Downloads
22927.zip

Use indexes to retrieve sorted data more efficiently

Learning how SQL Server indexes are physically organized and how they can help speed up data access in a table is the most important step in understanding query tuning. By adding a good index to a large table that previously had no useful index for a query, you can obtain one of the largest gains possible for any type of SQL Server tuning. If a large table, with tens of thousands of pages or more, has no useful index, SQL Server must scan the entire table to find the data your query needs, even if you're interested in only one row.

Until SQL Server finishes searching the entire table, it doesn't know how many rows qualify. With a useful index, SQL Server might need to access only a handful of pages as it traverses each index level.
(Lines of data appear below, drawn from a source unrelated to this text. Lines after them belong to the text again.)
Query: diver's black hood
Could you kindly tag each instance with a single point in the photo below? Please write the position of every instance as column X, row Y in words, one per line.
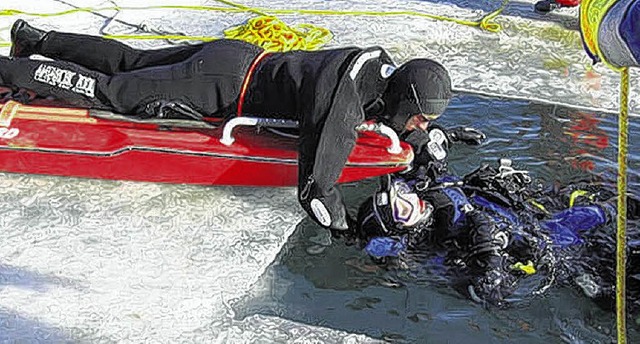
column 418, row 86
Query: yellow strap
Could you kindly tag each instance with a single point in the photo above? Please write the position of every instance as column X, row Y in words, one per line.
column 578, row 193
column 304, row 36
column 528, row 268
column 539, row 206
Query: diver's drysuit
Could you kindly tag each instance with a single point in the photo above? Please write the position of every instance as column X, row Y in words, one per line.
column 329, row 92
column 499, row 227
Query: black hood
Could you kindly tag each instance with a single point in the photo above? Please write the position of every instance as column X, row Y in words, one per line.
column 418, row 86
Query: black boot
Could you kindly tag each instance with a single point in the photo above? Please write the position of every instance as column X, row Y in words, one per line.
column 546, row 6
column 24, row 39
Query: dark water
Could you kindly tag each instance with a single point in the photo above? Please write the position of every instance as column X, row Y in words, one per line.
column 324, row 283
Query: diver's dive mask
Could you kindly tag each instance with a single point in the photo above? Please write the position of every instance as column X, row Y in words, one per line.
column 398, row 208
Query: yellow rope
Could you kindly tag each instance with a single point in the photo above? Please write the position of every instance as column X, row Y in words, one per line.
column 274, row 35
column 621, row 235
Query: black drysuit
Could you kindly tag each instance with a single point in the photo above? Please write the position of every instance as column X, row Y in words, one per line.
column 329, row 92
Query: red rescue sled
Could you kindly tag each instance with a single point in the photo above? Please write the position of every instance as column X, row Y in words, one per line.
column 54, row 140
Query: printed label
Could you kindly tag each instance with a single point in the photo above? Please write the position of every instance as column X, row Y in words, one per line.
column 64, row 79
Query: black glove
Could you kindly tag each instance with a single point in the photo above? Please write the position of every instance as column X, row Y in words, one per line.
column 469, row 136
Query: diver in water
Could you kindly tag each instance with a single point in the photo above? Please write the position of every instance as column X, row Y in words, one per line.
column 495, row 230
column 329, row 92
column 546, row 6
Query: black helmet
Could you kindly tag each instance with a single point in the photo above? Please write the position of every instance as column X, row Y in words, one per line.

The difference between accessing tens of thousands of pages and accessing only a handful of pages makes indexes a powerful tuning tool.
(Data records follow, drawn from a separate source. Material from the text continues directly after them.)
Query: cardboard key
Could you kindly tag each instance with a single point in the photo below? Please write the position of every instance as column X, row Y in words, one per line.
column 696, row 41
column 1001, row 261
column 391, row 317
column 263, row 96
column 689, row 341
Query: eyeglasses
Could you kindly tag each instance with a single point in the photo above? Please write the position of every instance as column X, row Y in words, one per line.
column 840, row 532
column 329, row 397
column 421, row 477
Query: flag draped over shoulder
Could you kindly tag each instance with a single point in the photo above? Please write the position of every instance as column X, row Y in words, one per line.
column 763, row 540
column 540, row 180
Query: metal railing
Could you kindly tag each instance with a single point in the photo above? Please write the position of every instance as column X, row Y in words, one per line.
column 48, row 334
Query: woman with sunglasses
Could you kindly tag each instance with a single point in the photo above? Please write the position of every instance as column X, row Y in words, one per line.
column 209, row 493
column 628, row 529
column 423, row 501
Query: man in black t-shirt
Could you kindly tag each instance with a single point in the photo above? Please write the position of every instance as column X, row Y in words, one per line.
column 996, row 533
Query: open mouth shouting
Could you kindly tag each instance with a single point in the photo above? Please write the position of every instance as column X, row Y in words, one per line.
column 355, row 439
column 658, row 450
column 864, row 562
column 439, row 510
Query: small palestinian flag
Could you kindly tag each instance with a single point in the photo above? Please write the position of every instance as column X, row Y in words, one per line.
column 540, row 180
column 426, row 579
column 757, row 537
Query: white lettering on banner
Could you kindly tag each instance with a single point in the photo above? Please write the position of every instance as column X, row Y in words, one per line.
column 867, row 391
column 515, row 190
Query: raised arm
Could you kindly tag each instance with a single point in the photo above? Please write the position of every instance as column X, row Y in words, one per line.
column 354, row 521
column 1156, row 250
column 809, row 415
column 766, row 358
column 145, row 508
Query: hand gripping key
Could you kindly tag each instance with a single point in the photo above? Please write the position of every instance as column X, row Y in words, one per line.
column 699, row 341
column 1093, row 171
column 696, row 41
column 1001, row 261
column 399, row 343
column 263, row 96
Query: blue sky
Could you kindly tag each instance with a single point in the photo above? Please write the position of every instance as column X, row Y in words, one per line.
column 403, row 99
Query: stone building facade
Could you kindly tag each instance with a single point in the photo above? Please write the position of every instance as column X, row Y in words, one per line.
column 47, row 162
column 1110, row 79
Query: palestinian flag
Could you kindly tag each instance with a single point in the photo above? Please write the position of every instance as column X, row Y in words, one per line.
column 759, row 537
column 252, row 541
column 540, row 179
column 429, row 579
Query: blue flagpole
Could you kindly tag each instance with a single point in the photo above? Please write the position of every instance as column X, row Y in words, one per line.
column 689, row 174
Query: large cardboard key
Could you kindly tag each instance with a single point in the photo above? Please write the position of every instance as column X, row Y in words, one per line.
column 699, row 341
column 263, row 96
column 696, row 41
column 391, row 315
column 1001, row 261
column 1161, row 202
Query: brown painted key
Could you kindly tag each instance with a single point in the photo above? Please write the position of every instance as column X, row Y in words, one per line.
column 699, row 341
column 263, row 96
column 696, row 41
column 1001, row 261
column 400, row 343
But even when you're concerned with data in just one table, you need to address queries other than those that search for rows meeting a certain condition. Sometimes, queries involve organizing the data in a table. Queries involving the GROUP BY, DISTINCT, ORDER BY, and TOP clauses fall into this category. Technically, ORDER BY and TOP apply to the resultset a query generates, not to the table data itself; however, for query-tuning purposes, that distinction isn't relevant.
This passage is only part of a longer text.